The wider policy goal is to spend more of the defence budget with smaller firms. The government says it wants to increase MOD spending with small and medium-sized enterprises by 50 per cent by May 2028, adding £2.5 billion and taking total SME spend to £7.5 billion. **Why that matters:** when public money goes only to the biggest contractors, smaller specialists can struggle to grow even if they have useful ideas. Spending more with SMEs can spread work across more towns and more sectors, and it can make Britain less dependent on a narrow group of suppliers. But it is worth keeping a clear head here: more contracts for SMEs do not automatically mean better value or better equipment. The test is whether these firms can deliver on time, at scale and to military standard.
Defence Secretary John Healey is framing this as part of a "back British" promise: if the UK is putting more money into defence, more of the economic benefit should stay in the UK too. The government says defence spending will reach 2.6 per cent of GDP from 2027, and it wants that increase to support jobs, industrial capacity and military readiness at the same time. The Good Growth Foundation, whose director Praful Nargund spoke alongside the announcement, makes a similar case in sharper terms. If the public is asked to support higher defence spending, people will want to see what it does in their own communities. The group argues that too much defence investment has either flowed overseas or stayed with firms that already know how to work the system. That is why this story is about more than procurement. It is also about where public money goes, who gets shut out, and whether growth is being shared or simply concentrated.
There is another layer to this that often gets missed. Early government contracts can help young firms win private investment because they show that a customer with serious technical demands is willing to back the idea. The MOD says these awards sit alongside its new Office of Small Business Growth, which is meant to give SMEs a clearer single point of contact, plus a recent Dragons' Den-style event linking defence founders with investors. SpaceAM’s chief executive Chris Isaac offered the clearest example of that effect, saying the fund had helped the company add six staff, open its first commercial labs and attract interest from London investors within five weeks. You do not have to take every burst of optimism at face value to see why that matters: for start-ups, a contract can act as proof that the business is real, not just ambitious.

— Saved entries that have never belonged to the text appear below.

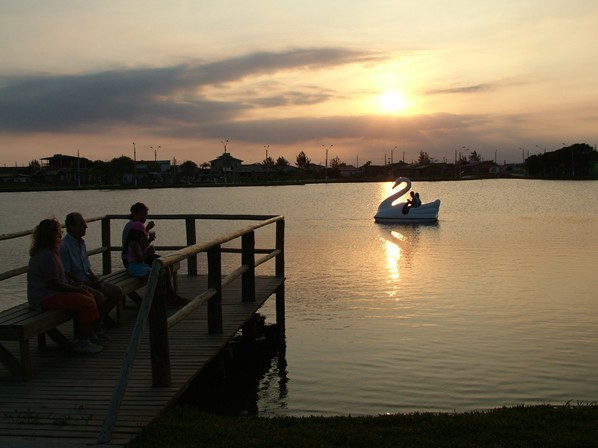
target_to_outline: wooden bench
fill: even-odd
[[[173,266],[175,273],[179,268],[178,263]],[[100,278],[121,288],[125,297],[128,296],[136,305],[141,304],[143,299],[137,290],[147,284],[147,277],[132,277],[126,269],[121,269]],[[176,274],[174,281],[176,286]],[[119,303],[116,307],[117,324],[120,324],[121,309],[124,305],[124,303]],[[29,339],[37,336],[40,350],[46,348],[46,335],[58,346],[70,348],[71,341],[57,327],[74,319],[75,316],[76,313],[67,310],[33,309],[27,303],[0,312],[0,341],[18,341],[20,352],[19,361],[0,342],[0,362],[8,368],[13,376],[22,379],[31,378],[33,369]]]
[[[126,269],[112,272],[111,274],[103,275],[100,277],[102,280],[113,285],[118,286],[122,289],[124,299],[128,296],[135,305],[141,305],[142,297],[137,293],[137,290],[147,285],[147,277],[133,277],[129,275]],[[120,324],[120,312],[121,308],[125,306],[125,303],[119,303],[116,307],[116,321]]]
[[[72,320],[75,313],[67,310],[33,309],[24,303],[0,313],[0,341],[18,341],[20,362],[0,343],[0,361],[12,375],[29,379],[32,376],[29,339],[37,336],[38,348],[46,347],[46,335],[59,346],[70,347],[70,341],[58,330]]]
[[[125,269],[101,277],[123,290],[123,293],[136,303],[141,303],[141,297],[136,293],[139,288],[147,284],[147,278],[130,276]],[[123,304],[117,306],[117,323],[120,323],[120,312]],[[41,310],[30,308],[23,303],[0,312],[0,341],[17,341],[19,343],[20,360],[6,349],[0,342],[0,362],[4,364],[11,375],[22,379],[32,377],[31,351],[29,339],[37,336],[38,349],[46,348],[46,336],[49,336],[58,346],[70,348],[69,341],[57,328],[74,319],[76,313],[67,310]]]
[[[174,282],[175,289],[177,287],[177,273],[178,273],[178,270],[180,269],[180,267],[181,267],[180,263],[175,263],[172,265],[172,270],[174,272],[173,282]],[[137,293],[137,290],[139,290],[139,289],[143,288],[145,285],[147,285],[147,280],[148,280],[147,277],[132,277],[128,274],[126,269],[121,269],[120,271],[116,271],[116,272],[112,272],[111,274],[103,275],[100,278],[102,280],[104,280],[105,282],[112,283],[113,285],[120,287],[120,289],[122,289],[122,291],[123,291],[123,294],[125,295],[125,300],[126,300],[126,297],[128,296],[135,303],[135,305],[137,305],[137,306],[141,305],[141,301],[143,300],[143,298]],[[119,304],[117,307],[118,323],[120,323],[121,306],[126,306],[126,303],[123,302],[122,304]]]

For readers, the most useful way to follow this story is to look past the headline number and watch what happens next. Do the contracts move quickly from prototype to field use? Do firms that are new to defence get repeat business, or does the door close again once the first round is over? And does "faster procurement" still include proper checks on cost, safety and public accountability? **What it means:** this announcement is a small but revealing example of how modern defence policy works. It is about security, yes, but also about jobs, industrial strategy, regional growth and the rules that decide who gets access to public money. If the government wants these 13 awards to stand for something bigger, it will need to show that the system has changed, not just the press release.